It was with the sense of a, for him, very memorable something that
he peered now into the immediate future, and tried, not without
compunction, to take that period up where he had, prospectively, left
it. But just where the deuce _had_ he left it? The consciousness of
dubiety was, for our friend, not, this morning, quite yet clean-cut
enough to outline the figures on what she had called his "horizon,"

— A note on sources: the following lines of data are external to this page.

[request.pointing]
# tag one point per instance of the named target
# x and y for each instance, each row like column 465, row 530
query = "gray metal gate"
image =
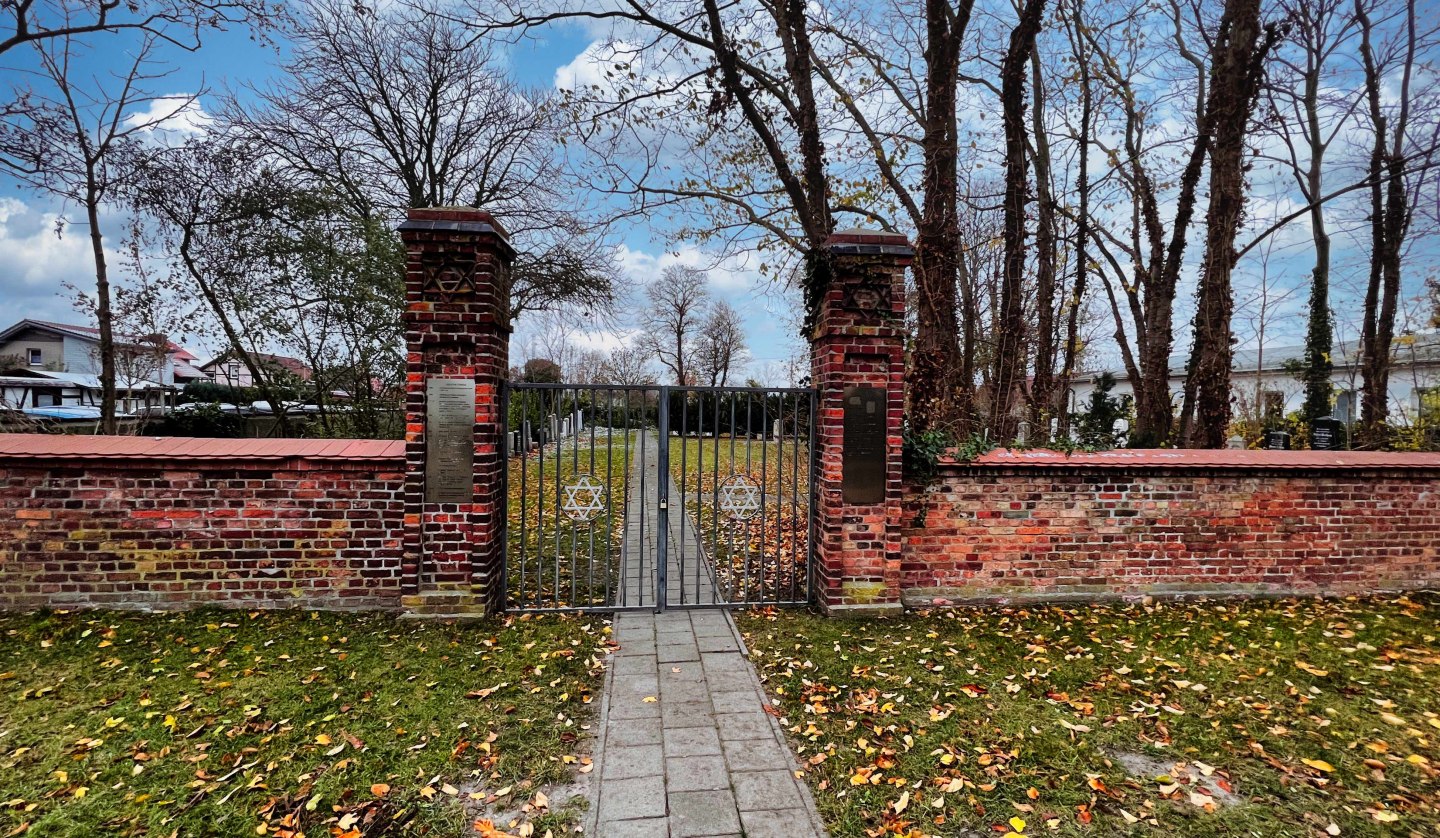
column 657, row 497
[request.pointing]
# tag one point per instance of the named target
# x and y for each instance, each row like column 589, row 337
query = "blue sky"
column 36, row 265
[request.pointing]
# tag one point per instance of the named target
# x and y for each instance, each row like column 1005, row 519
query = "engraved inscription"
column 450, row 441
column 864, row 452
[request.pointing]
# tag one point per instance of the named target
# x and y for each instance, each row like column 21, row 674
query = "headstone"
column 450, row 447
column 1326, row 435
column 863, row 451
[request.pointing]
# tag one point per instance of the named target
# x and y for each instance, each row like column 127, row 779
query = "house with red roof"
column 56, row 365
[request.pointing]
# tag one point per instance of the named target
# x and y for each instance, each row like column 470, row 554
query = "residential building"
column 55, row 365
column 229, row 367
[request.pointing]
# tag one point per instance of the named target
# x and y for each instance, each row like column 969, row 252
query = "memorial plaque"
column 450, row 441
column 864, row 452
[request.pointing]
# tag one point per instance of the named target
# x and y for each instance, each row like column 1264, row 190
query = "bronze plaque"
column 864, row 452
column 450, row 441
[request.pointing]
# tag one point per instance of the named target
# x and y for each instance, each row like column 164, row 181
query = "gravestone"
column 1328, row 435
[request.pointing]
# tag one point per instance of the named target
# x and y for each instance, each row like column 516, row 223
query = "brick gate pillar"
column 857, row 366
column 457, row 331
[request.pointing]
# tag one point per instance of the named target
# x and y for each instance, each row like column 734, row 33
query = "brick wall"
column 81, row 530
column 1172, row 524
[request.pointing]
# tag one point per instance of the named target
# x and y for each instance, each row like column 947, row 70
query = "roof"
column 1211, row 458
column 92, row 333
column 84, row 380
column 284, row 362
column 195, row 449
column 1407, row 349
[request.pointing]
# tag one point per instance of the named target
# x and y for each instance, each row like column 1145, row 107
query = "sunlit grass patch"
column 1266, row 717
column 288, row 723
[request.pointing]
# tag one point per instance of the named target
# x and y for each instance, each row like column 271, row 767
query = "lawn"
column 291, row 723
column 1266, row 717
column 559, row 556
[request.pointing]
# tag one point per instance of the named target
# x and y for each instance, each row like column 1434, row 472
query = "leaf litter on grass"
column 290, row 723
column 1265, row 717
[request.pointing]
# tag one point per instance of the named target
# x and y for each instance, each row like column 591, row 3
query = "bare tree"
column 399, row 107
column 88, row 130
column 1236, row 75
column 228, row 218
column 1010, row 339
column 176, row 22
column 627, row 366
column 720, row 346
column 1391, row 199
column 732, row 79
column 670, row 326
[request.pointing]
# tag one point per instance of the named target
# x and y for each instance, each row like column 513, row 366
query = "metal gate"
column 657, row 497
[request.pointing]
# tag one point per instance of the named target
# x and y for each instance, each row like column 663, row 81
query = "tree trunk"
column 1236, row 74
column 936, row 372
column 1072, row 347
column 1043, row 388
column 102, row 314
column 1010, row 343
column 1390, row 218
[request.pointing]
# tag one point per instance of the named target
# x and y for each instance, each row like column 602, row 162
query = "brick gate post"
column 857, row 366
column 457, row 331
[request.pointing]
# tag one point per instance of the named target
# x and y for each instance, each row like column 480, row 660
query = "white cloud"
column 36, row 264
column 729, row 277
column 170, row 120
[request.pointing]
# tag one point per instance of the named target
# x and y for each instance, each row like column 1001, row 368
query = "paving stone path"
column 702, row 756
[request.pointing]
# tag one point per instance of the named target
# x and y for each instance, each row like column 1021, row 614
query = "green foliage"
column 1095, row 425
column 922, row 451
column 218, row 393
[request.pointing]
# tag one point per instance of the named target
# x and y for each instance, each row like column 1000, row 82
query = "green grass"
column 287, row 723
column 552, row 559
column 707, row 461
column 974, row 717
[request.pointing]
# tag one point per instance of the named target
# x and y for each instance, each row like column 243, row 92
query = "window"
column 1273, row 402
column 1344, row 406
column 1427, row 402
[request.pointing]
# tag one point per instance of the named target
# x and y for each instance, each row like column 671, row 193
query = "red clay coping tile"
column 66, row 447
column 1221, row 458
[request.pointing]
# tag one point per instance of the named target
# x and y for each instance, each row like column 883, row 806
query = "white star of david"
column 583, row 498
column 739, row 497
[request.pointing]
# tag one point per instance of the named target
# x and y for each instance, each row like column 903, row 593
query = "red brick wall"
column 126, row 533
column 997, row 533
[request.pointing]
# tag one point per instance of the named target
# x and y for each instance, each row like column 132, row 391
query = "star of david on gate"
column 739, row 497
column 582, row 498
column 450, row 280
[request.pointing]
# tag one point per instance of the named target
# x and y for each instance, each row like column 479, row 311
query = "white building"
column 1262, row 380
column 55, row 365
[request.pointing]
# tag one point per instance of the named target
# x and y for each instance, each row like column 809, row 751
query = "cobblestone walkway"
column 684, row 745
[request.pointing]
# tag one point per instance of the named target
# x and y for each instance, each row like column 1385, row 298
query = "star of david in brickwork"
column 739, row 497
column 582, row 498
column 451, row 280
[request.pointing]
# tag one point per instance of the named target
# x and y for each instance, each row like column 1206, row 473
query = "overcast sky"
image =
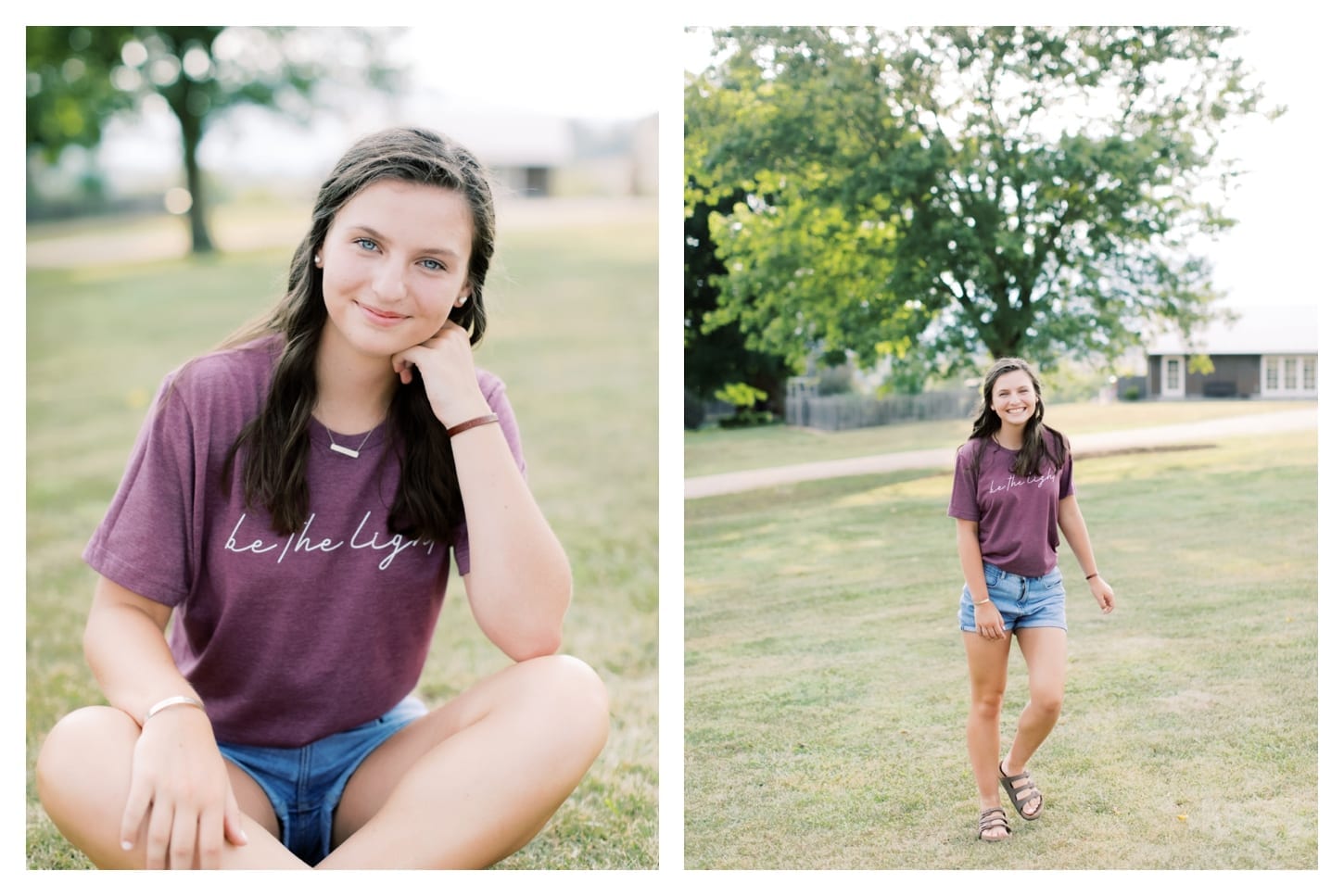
column 1284, row 203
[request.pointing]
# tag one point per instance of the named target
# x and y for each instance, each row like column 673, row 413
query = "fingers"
column 235, row 832
column 209, row 845
column 182, row 851
column 137, row 803
column 158, row 837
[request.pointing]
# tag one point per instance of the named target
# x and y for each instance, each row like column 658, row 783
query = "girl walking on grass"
column 292, row 504
column 1012, row 495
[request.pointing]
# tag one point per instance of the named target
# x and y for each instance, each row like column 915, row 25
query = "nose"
column 388, row 284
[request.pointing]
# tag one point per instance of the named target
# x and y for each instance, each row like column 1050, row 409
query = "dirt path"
column 938, row 459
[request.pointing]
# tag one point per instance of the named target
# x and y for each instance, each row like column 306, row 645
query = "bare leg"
column 83, row 776
column 1046, row 651
column 988, row 662
column 477, row 778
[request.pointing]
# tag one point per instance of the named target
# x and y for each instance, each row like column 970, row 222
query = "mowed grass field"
column 827, row 690
column 573, row 334
column 714, row 450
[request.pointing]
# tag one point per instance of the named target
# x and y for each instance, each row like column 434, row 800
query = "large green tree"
column 933, row 194
column 718, row 356
column 82, row 77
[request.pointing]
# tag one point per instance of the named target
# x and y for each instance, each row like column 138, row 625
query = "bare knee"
column 987, row 705
column 571, row 690
column 77, row 754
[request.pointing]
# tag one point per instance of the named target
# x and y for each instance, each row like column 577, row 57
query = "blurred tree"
column 928, row 195
column 714, row 355
column 80, row 78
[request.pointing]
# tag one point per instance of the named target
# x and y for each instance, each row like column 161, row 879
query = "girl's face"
column 394, row 265
column 1014, row 398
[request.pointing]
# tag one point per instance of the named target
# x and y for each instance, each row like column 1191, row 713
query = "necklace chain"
column 342, row 448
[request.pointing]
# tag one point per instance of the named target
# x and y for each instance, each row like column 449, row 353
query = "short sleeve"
column 964, row 504
column 1066, row 474
column 498, row 399
column 144, row 541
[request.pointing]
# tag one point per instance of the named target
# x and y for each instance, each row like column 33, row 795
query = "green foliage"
column 716, row 355
column 82, row 77
column 740, row 394
column 933, row 194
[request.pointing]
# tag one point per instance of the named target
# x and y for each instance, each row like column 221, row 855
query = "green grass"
column 573, row 334
column 826, row 684
column 714, row 450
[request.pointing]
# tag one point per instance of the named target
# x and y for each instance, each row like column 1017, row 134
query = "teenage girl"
column 1012, row 495
column 292, row 504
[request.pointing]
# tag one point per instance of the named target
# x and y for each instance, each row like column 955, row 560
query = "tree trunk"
column 191, row 133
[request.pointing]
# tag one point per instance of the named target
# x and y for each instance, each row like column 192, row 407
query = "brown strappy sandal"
column 994, row 820
column 1021, row 790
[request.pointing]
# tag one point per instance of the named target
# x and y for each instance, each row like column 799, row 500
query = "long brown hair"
column 274, row 445
column 1035, row 445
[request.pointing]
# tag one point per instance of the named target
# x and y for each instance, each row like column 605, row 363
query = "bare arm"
column 181, row 800
column 972, row 562
column 519, row 586
column 1075, row 532
column 989, row 622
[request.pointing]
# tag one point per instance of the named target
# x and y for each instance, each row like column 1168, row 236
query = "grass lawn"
column 827, row 693
column 714, row 450
column 573, row 334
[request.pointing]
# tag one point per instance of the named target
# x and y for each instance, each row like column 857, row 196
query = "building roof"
column 1258, row 329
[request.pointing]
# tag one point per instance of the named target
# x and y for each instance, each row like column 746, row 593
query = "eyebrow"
column 427, row 250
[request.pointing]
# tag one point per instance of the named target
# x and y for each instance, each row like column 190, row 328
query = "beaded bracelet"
column 173, row 701
column 472, row 423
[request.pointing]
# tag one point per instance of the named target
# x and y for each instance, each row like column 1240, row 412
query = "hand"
column 989, row 622
column 445, row 364
column 181, row 798
column 1104, row 594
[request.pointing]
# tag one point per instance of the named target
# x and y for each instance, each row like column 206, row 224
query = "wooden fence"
column 853, row 411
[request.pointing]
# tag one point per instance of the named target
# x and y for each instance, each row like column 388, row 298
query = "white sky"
column 1274, row 254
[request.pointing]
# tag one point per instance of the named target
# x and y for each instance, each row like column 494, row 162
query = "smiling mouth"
column 381, row 314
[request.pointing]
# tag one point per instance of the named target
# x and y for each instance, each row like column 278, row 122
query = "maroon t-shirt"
column 1018, row 516
column 286, row 637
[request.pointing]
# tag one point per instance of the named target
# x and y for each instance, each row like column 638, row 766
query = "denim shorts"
column 305, row 783
column 1024, row 602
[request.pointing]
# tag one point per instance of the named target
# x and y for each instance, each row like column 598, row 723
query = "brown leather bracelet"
column 472, row 423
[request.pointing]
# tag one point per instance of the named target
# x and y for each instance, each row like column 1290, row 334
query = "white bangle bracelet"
column 173, row 701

between which and himself the twilight was indeed of a quality
somewhat intimidating. He had run up, in the course of time, against
a good number of "teasers;" and the function of teasing them back--of,
as it were, giving them, every now and then, "what for"--was in him so
much a habit that he would have been at a loss had there been, on the
face of it, nothing to lose. Oh, he always had offered rewards, of
course--had ever so liberally pasted the windows of his soul with
staring appeals, minute descriptions, promises that knew no bounds.
But the actual recovery of the article--the business of drawing and
crossing the cheque, blotched though this were with tears of joy--had
blankly appeared to him rather in the light of a sacrilege, casting,
he sometimes felt, a palpable chill on the fervour of the next quest.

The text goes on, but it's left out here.